Spiked rampion (Callie Jones)
When the wife eventually becomes pregnant she develops a craving for a food plant that happens to be grown by the sorceress who lives next door. Her husband is caught stealing the plant, but the witch grants him mercy on condition that the newborn child is given to her.
When the growing child also steals the plant, the witch locks her up in a tall tower.
Although British children may not be familiar with the opening of the Grimm brothers’ fairy tale, most have probably heard the rest of the story of the incarcerated Rapunzel and her long golden hair.
The plant concerned, Phyteuma spicatum, has the English name spiked rampion, but across much of continental Europe is known as white rapunzel.

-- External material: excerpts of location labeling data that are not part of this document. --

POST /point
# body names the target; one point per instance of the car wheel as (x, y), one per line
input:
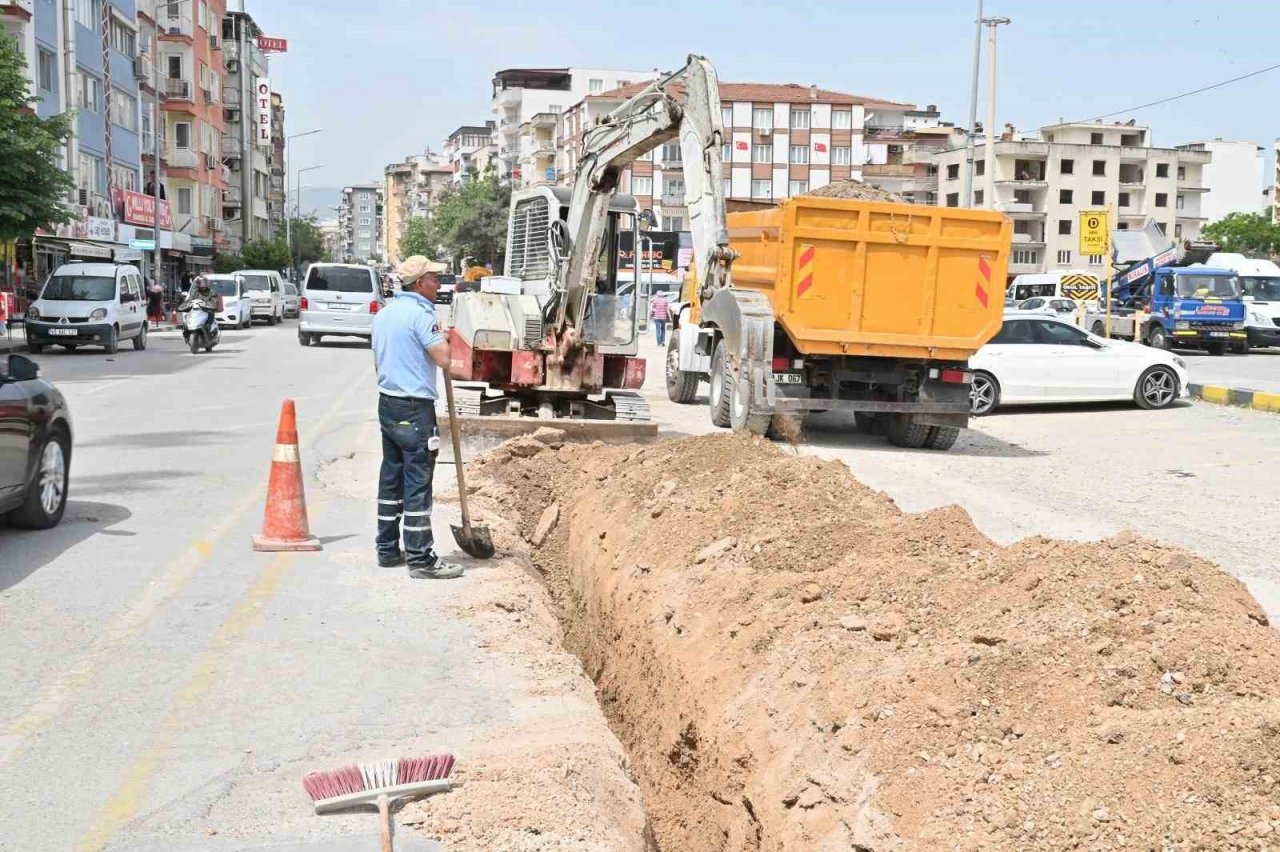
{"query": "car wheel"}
(46, 495)
(681, 384)
(983, 394)
(721, 385)
(1157, 388)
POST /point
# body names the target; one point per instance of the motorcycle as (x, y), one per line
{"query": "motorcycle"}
(199, 328)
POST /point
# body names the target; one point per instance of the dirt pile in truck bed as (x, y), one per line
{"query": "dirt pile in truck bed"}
(792, 663)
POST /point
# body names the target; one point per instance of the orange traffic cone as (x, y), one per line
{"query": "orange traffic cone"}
(284, 523)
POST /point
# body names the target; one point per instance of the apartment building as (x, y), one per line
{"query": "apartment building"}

The plant is spectacular when in bloom, with unusual oblong spikes of creamy white flowers. It grows to about 45cm and has deeply veined heart-shaped leaves.
Phyteuma spicatum was formerly cultivated for the culinary and medicinal properties of its root, which resembles a gnarled turnip and was boiled as a vegetable or eaten raw in salads. The name rapunzel is a diminutive of rapus, Latin for turnip.
The earliest British reference to the rampion is in Gerard’s Herbal of 1597. On its medicinal properties, Gerard tells us: “Some affirme that the decoction of the roots are good for all inflammation of the mouth and almonds of the throte and other diseases happening in the mouth and throte, as the other Throte warts.”
More than two centuries later, Samuel Frederick Gray, in his 1821 ‘Supplement to the pharmacopoeia’, described the root as astringent and used in quinsy (ie, peritonsillar abscess, a complication of tonsillitis).
Spiked rampion grows wild in Britain but has now reached critically low levels and may be at risk of extinction. It is restricted to a handful of sites, all in East Sussex, with probably fewer than 300 plants remaining in total.
Earlier this month (May 2010) the conservation charity Plantlife announced that it is trying to rescue the species and hopes that it will be adopted by nurseries and gardens in southern England.
The charity is also appealing for volunteers to become “flora guardians”, willing to keep an eye on the spiked rampion or, indeed, on any of 100 other threatened plant species.